March of the Penguins (2005)

DailyView: Day 273, Movie 383

This was the film that made everyone wish that Morgan Freeman would narrate their lives.

The iconic documentary about the emperor penguin and their journey across the frozen tundra of Antarctica and the process of the family unit that the penguins undertake. The harrowing adventure is narrated with the ever smooth voice of Morgan Freeman, and the uncanny direction of French director Luc Jacquet.

Apparently, the film was first shot as a French film, with a different narrator and featured dialogue from the penguins and a pop music soundtrack, according to IMDB. This feels like a much better idea than that.

The part I liked the most about this documentary is that, unlike a lot of the Disney nature documentaries, they avoid the personification of the animals they are following. They do not give them cute little names or assign them an inner monologue designed to entertain the little children. Instead, it treats these animals as animals, following their behaviors and the nature of the animals. They keep the personification to a minimum.

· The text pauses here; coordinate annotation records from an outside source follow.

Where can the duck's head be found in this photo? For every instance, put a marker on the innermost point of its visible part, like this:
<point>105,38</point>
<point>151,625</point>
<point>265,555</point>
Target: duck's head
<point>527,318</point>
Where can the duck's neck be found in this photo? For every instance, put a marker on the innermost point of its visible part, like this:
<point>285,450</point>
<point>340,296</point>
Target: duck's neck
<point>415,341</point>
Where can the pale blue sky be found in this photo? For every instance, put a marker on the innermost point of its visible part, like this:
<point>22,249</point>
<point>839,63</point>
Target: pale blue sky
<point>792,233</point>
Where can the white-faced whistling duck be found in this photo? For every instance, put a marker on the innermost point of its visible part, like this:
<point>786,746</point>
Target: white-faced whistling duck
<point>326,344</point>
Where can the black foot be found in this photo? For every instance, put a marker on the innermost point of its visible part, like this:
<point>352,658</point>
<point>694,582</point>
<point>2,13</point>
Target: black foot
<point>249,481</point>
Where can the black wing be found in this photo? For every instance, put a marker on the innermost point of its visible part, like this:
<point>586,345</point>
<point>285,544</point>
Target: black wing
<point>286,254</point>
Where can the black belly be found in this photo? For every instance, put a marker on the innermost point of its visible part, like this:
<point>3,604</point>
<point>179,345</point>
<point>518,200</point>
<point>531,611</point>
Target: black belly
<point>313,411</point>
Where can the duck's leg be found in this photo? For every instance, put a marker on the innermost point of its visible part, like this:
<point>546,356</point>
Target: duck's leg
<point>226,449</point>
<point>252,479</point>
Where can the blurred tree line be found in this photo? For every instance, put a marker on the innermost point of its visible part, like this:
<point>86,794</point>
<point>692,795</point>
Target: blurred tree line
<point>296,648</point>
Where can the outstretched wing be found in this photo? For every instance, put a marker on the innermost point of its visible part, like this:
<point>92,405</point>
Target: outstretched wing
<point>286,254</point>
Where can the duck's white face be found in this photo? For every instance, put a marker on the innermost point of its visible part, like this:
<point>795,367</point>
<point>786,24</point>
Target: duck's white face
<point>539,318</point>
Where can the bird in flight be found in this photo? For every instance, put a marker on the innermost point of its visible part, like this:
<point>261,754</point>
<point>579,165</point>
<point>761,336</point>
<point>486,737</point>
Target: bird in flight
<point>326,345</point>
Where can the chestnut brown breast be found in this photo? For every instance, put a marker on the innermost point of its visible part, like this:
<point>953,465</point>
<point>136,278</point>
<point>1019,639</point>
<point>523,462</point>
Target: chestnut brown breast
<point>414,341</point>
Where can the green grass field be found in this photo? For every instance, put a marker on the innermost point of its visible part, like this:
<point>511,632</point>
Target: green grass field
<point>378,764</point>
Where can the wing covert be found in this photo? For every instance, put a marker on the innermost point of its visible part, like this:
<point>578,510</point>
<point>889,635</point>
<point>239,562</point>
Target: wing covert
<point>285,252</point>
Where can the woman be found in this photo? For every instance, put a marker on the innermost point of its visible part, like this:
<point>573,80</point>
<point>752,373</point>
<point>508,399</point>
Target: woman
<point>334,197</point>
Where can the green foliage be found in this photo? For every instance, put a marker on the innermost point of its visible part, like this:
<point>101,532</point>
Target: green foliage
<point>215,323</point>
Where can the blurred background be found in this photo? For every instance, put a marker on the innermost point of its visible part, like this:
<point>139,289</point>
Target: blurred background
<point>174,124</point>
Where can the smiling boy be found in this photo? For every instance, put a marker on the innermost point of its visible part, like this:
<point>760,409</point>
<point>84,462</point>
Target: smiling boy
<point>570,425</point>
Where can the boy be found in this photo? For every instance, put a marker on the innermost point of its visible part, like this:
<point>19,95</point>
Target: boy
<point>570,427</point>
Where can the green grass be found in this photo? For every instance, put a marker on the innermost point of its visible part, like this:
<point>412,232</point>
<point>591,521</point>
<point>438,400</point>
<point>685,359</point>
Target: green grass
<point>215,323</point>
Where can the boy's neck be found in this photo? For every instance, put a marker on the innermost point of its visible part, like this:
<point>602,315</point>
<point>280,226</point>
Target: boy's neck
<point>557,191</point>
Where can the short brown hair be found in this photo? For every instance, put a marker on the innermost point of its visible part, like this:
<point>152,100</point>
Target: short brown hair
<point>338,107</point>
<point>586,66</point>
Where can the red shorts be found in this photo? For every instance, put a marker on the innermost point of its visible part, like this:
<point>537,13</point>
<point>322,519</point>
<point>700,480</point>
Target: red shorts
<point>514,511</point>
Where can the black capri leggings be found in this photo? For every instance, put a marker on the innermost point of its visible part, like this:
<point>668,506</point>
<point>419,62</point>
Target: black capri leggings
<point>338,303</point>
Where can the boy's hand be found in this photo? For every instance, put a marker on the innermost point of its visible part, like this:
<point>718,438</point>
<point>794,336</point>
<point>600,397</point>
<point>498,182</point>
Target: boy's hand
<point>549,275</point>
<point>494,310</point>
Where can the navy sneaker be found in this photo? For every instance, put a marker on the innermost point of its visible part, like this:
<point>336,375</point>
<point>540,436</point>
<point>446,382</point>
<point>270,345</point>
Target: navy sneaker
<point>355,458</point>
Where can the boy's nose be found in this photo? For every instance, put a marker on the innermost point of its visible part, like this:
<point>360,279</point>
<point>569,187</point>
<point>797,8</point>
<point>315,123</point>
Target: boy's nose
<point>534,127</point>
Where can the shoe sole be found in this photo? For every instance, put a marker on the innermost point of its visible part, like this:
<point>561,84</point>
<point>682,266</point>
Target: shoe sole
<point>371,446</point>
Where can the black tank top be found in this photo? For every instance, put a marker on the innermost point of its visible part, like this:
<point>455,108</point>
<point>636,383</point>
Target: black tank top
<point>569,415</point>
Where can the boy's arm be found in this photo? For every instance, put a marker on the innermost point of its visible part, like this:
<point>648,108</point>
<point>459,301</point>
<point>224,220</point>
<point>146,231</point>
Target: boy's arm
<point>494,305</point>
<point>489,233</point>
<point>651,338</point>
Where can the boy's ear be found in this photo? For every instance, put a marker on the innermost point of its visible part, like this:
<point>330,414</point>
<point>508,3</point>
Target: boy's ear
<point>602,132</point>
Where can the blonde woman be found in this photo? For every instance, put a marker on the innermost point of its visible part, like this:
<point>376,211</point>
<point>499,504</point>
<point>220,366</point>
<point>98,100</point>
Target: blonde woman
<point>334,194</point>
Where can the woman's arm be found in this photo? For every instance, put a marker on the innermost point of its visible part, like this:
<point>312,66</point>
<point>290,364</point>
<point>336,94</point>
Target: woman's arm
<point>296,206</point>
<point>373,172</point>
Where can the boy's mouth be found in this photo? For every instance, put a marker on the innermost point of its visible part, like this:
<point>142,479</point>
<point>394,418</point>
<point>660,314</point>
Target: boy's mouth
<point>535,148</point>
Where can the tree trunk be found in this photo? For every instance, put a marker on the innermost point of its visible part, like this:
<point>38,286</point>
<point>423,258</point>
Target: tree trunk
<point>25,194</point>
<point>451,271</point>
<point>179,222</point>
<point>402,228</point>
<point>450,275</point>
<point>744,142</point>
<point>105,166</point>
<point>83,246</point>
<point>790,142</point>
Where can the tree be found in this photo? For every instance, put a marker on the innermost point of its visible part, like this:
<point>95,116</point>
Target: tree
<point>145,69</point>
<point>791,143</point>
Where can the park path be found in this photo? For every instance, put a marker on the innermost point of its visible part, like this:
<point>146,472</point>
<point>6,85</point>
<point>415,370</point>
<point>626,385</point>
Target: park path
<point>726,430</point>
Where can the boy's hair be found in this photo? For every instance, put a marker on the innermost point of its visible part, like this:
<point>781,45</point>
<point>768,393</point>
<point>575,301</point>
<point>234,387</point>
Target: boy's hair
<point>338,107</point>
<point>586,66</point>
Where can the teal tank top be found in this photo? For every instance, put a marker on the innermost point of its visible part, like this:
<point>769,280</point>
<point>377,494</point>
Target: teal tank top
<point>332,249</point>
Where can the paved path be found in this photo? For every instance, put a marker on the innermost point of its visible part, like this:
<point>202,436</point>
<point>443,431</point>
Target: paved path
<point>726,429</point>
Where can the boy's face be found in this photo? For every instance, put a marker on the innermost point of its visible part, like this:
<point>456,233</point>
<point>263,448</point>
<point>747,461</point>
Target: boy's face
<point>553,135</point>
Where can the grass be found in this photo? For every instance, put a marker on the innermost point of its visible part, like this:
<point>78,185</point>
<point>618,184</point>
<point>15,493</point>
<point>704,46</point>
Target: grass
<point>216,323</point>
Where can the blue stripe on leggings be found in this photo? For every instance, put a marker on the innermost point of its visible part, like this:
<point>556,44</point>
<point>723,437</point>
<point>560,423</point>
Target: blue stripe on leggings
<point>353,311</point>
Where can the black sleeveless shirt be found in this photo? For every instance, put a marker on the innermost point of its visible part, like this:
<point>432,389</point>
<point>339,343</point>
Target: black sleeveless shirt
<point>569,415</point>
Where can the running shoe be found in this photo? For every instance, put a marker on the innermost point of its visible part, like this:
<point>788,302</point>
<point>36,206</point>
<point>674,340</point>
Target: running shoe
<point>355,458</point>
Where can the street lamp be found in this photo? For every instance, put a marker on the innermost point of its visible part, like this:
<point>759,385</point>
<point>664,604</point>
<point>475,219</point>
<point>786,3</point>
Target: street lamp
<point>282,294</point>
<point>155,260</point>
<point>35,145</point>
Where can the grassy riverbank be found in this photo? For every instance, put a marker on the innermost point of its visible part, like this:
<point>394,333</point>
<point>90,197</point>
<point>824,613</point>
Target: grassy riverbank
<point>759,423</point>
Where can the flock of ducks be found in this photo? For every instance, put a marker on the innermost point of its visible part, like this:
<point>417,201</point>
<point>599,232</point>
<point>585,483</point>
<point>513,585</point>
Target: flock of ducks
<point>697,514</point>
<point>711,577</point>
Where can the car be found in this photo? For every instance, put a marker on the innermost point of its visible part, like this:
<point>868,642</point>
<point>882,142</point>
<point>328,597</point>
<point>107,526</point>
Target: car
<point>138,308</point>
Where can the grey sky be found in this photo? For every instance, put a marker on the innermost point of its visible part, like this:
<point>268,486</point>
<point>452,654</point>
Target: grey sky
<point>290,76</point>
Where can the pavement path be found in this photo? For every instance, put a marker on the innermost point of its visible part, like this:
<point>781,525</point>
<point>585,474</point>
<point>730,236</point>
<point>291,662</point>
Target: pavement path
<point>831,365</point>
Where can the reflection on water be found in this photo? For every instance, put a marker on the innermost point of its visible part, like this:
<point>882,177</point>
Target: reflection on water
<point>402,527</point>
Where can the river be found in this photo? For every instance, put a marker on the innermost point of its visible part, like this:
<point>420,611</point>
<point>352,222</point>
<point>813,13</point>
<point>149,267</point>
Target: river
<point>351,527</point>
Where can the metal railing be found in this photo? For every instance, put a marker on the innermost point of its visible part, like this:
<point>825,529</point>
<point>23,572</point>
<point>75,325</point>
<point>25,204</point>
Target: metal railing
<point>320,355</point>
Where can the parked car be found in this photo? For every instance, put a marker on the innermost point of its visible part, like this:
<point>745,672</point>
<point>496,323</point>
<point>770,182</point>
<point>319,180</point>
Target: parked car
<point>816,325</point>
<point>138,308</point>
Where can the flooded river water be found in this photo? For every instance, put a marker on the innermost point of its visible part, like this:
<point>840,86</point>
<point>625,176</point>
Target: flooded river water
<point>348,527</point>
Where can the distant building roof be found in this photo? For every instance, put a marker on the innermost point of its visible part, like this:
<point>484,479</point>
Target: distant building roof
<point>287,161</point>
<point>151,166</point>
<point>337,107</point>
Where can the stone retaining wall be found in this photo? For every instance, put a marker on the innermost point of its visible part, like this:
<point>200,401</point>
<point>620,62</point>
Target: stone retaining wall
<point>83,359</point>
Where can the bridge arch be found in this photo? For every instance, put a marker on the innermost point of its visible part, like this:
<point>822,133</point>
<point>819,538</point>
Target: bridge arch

And, of course, Freeman is gold. He is clearly the reason this documentary became such a smash hit, including an Academy Award for Best Documentary, feature.

The imagery is astounding and the shots of the penguins range from amazing to ridiculously adorable. It does not shy away from the real world consequences faced by the penguins on their dangerous journey.

This is a fantastic documentary and deserving of the status it holds.